Surat Cinta Bunda

Anak-anakku,
kadang aku merasa sangat lelah saat kau sakit dan harus begadang menemani tidurmu yang gelisah, padahal akan tiba saatnya nanti aku justru ingin menemanimu tidur tapi kau telah pergi dari rumah.

kadang aku merasa repot saat ingin pergi dan kau merengek minta ikut serta, padahal akan ada masanya nanti kau tidak mau lagi kuajak pergi meskipun sudah kubujuk sedemikian rupa.

kadang aku merasa waktu tak cukup untuk mendengarkan semua ceritamu, padahal akan tiba saatnya nanti aku justru ingin kau bercerita panjang lebar di sampingku yang kesepian.

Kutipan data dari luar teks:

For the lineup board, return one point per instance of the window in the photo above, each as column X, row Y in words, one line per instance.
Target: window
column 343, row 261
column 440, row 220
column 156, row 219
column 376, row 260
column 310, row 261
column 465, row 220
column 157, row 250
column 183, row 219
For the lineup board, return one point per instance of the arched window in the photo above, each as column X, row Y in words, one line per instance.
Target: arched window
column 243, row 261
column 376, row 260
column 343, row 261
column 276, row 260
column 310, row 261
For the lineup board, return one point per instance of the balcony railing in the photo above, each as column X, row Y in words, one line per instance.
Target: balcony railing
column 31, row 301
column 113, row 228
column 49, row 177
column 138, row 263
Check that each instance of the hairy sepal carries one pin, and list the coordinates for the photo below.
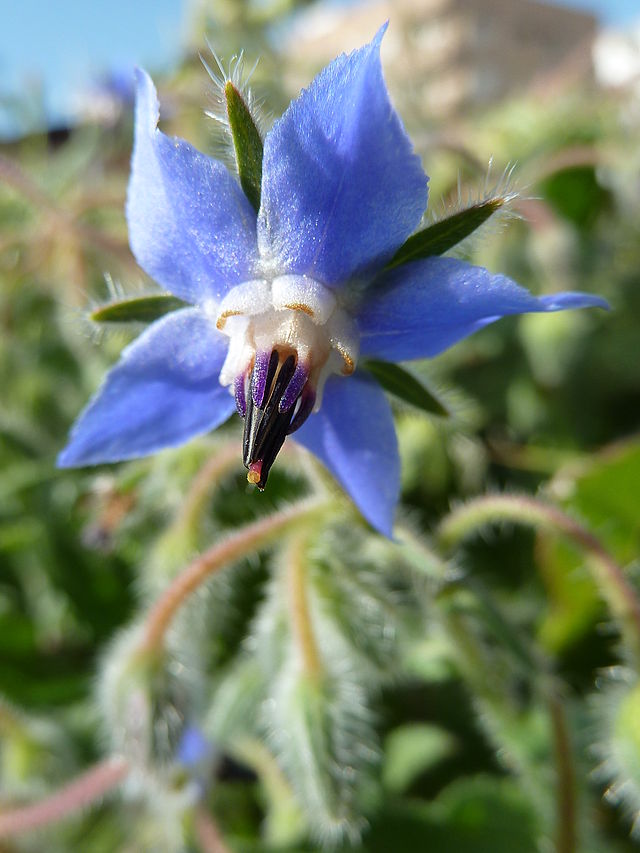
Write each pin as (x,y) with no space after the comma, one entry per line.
(247,143)
(139,309)
(440,236)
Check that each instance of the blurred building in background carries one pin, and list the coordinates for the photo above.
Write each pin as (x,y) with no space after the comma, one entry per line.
(444,57)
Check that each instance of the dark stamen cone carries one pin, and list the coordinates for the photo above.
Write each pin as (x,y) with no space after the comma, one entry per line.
(266,426)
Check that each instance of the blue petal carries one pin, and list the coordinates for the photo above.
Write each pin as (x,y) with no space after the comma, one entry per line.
(190,225)
(420,309)
(163,391)
(341,188)
(354,436)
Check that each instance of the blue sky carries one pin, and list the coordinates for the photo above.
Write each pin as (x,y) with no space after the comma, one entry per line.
(64,44)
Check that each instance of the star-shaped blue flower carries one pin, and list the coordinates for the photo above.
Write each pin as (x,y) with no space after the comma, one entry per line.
(287,300)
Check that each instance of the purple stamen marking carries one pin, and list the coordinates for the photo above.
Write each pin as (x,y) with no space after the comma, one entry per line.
(293,389)
(307,401)
(259,377)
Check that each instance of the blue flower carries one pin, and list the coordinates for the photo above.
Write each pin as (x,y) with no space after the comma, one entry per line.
(287,300)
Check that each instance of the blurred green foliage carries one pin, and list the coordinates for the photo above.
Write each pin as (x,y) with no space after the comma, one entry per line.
(442,686)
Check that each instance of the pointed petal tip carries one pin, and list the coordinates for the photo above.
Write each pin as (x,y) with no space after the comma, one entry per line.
(573,299)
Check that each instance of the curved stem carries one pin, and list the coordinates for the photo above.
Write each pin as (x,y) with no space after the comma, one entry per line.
(238,544)
(301,621)
(614,586)
(215,468)
(81,792)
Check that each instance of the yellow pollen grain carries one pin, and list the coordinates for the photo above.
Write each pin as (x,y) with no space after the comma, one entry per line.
(222,319)
(349,365)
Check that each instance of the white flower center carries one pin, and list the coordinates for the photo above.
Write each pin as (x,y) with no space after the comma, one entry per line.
(292,314)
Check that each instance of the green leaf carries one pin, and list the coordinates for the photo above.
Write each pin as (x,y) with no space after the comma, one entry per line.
(413,749)
(247,143)
(443,235)
(140,309)
(404,385)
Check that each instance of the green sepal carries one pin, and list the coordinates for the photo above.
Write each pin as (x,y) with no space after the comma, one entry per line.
(407,387)
(247,144)
(140,309)
(443,235)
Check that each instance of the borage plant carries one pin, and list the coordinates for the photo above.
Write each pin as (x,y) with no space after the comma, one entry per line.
(295,287)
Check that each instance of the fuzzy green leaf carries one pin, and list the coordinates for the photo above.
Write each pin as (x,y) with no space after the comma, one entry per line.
(247,143)
(441,236)
(404,385)
(140,309)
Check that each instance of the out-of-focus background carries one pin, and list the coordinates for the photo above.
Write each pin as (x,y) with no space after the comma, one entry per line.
(538,98)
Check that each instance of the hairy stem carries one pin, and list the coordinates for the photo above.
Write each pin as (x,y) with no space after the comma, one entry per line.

kadang aku merasa tidak telaten untuk menyuapimu, padahal akan tiba saatnya nanti aku menjadi si tua yang membutuhkan pelayanan dan kesabaran luar biasa darimu.

kadang aku kesal karena harus mengingatkan hal yang sama berulang-ulang padamu, yang tidak langsung disambut dengan 'ya' tetapi justru ’entar dulu’, 'tunggu’ diikuti sederet alasan panjang lainnya, padahal akan tiba saatnya nanti aku yang tua renta ini berharap kalian berkumpul menemaniku, atau setiap hari menunggu-nunggu dering telepon hanya sekedar untuk mendengar suaramu, tapi jarak yang jauh dan kesibukanmu tak selalu memungkinkan untuk itu.

kadang badanku pegal saat kau minta terus dipangku atau tak mau turun dari gendonganku, padahal akan tiba saatnya nanti kalian merasa jengah diperlakukan seperti itu, tak bisa kupangku, kupeluk, kucium lagi dan kau makin sulit kurengkuh saat kegiatan di luar rumah makin menyita waktumu.

Maafkan aku nak,
jika hak-hakmu sebagai anak belum semua dapat kupenuhi. Aku hanyalah manusia biasa dengan segala keterbatasan ada.

Anak-anakku...
semakin hari semakin ku menyadari, sungguh bukan kalian yang membutuhkanku tapi aku lah yang sangat membutuhkan kalian

NOTE:

Bunda, mendidik & merawat anak, laksana memanggul sekarung emas di punggung, yang meski sangat berat, tak boleh diletakkan semenit pun karena sangat berharga, dan karung itu baru dapat dibuka, saat ajalmu tiba.